A site is classified as ‘low quality’ if it features lots of spammy, duplicate content which isn’t classed as useful or informative. Spammy content can be defined as any content which doesn’t make sense – i.e. it doesn’t flow and is only there to catch searches. In the past it’s been about quantity over quality when it comes to content, but now that’s all changed. Gone are the days when you could just write a few paragraphs and then spread them across every page on your site, simply changing a few words to make them seem ‘unique’ – thanks to Panda it’s now all about having quality, unique, useful content on every page of your website. Have lots of duplicate manufacturer product descriptions on your site? You might want to think about rewriting them to ensure you’re not penalised by Panda!    Since the initial launch, the Panda update has been tweaked and re-launched a number of times, with the most recent update taking place on June 8th – Panda 3.7 is thought to have affected around 1% of all web searches – so if your traffic or rankings took a dip around this time, it may be time to take a closer look at your site content!   Google Penguin Only released on April 24th, the Penguin update is Google’s latest attempt to crack down on web spam in the form of keyword-stuffing, spammy inbound links and hidden text. Also known as the Over-Optimization penalty, Google Penguin has been designed to punish ‘black-hat’ SEO techniques which have previously been used to achieve high rankings. In the past if you stuffed a page with keywords and bought tons and tons of links which all linked back to your site with keyword anchor text, you were destined for rankings success but now that’s no longer the case.  

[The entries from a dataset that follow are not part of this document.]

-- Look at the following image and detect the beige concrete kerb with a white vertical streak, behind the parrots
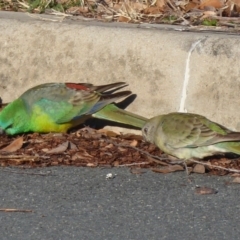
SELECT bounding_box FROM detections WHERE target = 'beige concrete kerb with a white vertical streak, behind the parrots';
[0,12,240,130]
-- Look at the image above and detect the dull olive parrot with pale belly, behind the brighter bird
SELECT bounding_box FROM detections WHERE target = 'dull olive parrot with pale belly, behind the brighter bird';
[142,113,240,160]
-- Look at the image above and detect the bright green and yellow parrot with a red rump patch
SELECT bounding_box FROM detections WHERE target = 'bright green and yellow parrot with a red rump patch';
[0,82,147,135]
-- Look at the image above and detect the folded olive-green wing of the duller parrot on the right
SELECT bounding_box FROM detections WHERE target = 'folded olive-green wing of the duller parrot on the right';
[162,113,240,148]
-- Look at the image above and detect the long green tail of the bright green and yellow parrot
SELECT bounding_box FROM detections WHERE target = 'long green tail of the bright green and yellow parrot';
[92,104,148,128]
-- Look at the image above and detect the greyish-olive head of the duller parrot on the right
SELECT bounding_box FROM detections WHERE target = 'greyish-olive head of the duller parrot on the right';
[142,118,158,143]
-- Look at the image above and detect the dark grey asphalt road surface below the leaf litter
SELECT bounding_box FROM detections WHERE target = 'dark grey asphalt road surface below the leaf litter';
[0,167,240,240]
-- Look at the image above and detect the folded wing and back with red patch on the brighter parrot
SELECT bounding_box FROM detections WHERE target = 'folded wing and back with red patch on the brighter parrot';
[20,82,131,124]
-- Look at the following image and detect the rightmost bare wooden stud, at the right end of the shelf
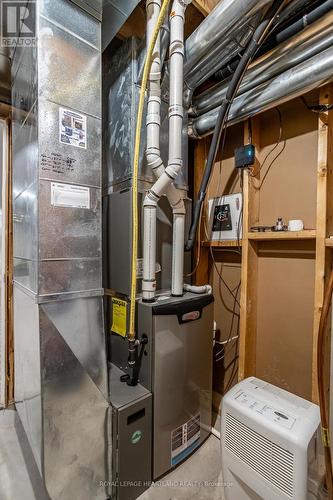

 So what are ‘spam links’?

Spam links are any links which have been bought or acquired specifically to push up your rankings. From article marketing (writing lots of articles with links back to your site and publishing them on every article site going) to buying high PR links to boost your own site’s PR, in the past it’s been very much about both quality AND quantity when it comes to inbound links (the more, the better!) but now the focus is very much on quality and quality alone. Rather than simply taking your link profile at face value, Google is now taking a closer look and taking the decision to penalise sites which it believes have an unnatural, spammy link profile – in their eyes, you should earn links, not actively go out and acquire them!   As with any other update, Google keeps tweaking Penguin (the latest update was May 26th) so if your site has been punished by Penguin, there is a chance it will recover at some point if you clean up your link profile, reduce the keyword density of your pages and delete any sneaky hidden text you may have had hiding on your site to try and catch searches!    

So what’s the answer?  

Unfortunately because Google’s still such a dominant player in the search engine industry (although Bing and Yahoo! are gaining ground every day!), there’s no ‘quick-fix’ solution. To succeed in the rankings these days you need to focus on creating a high quality site which is easy to use and features useful, unique content – oh, and driving traffic to your site via alternative platforms like social media and email marketing isn’t a bad idea either!